Parents still have the biggest impact on their children's decision whether to smoke. The best way to prevent a youngster from taking up smoking is to have parents who don't smoke. Children from smoking households are more likely to begin smoking than children from nonsmoking households.
- Much attention has been focused on the influence of tobacco company advertising on encouraging young people to smoke.
- Although cigarette commercials have been banned from television for over 30 years, tobacco products remain among the most heavily marketed products. According to the American Lung Association, the tobacco industry spent an estimated $12.49 billion on advertising in 2006. Some states place restrictions on the type and locations of tobacco advertising, and legislation enacted in 2009 gave the U.S. FDA strong authority to regulate tobacco products. The FDA requires prominent health warnings on all cigarette packaging and advertisements in the United States.

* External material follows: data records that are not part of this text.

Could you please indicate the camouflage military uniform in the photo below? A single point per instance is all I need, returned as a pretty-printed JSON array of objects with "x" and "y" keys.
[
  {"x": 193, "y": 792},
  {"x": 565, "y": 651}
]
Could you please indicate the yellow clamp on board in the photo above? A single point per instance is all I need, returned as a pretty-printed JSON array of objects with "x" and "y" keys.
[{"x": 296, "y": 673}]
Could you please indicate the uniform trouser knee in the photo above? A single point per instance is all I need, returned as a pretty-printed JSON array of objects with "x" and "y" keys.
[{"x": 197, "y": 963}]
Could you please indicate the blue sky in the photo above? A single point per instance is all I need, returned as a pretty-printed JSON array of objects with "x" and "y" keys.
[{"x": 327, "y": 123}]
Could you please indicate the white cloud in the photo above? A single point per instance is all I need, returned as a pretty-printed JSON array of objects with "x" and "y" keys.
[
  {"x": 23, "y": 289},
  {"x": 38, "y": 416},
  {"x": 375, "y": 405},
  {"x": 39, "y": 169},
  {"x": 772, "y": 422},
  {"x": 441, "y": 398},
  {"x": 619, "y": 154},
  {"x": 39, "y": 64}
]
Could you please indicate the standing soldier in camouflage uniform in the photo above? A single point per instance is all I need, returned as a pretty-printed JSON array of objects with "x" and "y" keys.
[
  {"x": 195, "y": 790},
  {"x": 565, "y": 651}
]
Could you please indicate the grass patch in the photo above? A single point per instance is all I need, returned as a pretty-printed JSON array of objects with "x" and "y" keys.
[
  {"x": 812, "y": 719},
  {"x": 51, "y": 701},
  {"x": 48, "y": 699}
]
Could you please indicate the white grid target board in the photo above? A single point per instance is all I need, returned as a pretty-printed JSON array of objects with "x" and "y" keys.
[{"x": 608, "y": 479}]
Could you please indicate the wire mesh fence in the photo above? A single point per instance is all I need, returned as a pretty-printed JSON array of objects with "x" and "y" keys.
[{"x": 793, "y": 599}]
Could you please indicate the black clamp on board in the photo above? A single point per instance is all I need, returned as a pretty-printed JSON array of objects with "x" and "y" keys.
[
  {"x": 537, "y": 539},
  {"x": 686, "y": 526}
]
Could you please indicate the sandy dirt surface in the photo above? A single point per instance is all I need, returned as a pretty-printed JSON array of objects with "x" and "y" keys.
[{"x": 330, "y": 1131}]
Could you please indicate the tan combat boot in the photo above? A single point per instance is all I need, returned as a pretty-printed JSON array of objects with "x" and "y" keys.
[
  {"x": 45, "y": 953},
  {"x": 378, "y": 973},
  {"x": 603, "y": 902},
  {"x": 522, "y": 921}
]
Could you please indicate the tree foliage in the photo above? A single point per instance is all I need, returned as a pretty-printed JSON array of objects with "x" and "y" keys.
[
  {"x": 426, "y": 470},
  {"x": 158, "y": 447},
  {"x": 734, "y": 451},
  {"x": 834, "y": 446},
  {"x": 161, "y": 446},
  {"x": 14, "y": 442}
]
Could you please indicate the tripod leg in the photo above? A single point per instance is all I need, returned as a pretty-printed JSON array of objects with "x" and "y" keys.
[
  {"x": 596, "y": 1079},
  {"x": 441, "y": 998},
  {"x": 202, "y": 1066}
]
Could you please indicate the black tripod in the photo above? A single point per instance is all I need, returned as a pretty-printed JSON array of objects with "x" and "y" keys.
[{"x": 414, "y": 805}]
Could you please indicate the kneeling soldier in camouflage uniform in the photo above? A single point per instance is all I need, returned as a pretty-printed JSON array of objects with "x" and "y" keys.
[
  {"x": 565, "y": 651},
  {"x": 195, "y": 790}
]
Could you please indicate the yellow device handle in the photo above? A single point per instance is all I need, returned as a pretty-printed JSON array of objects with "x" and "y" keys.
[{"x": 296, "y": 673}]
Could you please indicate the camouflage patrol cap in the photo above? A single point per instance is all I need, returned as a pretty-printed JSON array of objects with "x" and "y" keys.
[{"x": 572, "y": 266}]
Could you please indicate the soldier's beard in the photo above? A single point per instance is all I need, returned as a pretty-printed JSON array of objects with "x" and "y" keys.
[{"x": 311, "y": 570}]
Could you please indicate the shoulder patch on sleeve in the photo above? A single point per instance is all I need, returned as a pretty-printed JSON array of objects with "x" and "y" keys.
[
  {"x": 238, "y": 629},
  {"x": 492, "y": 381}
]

- Studies have shown that youth are particularly susceptible to tobacco marketing campaigns.
- In the past, cigarette use by actors in popular films was a means to portray smoking as sophisticated and glamorous.
- Although denied by tobacco companies, the use of cartoon animals and the like in advertising campaigns appeals to youngsters.
- Counter-advertising by various antismoking advocacy groups may provide some balance, but their advertising budgets pale beside those of tobacco companies.
- Schools generally provide education on the use of tobacco, alcohol, and other substances, but their impact is unclear.
- Increasing the taxes on cigarettes, and hence their price, has been shown to reduce tobacco consumption, especially among adolescents.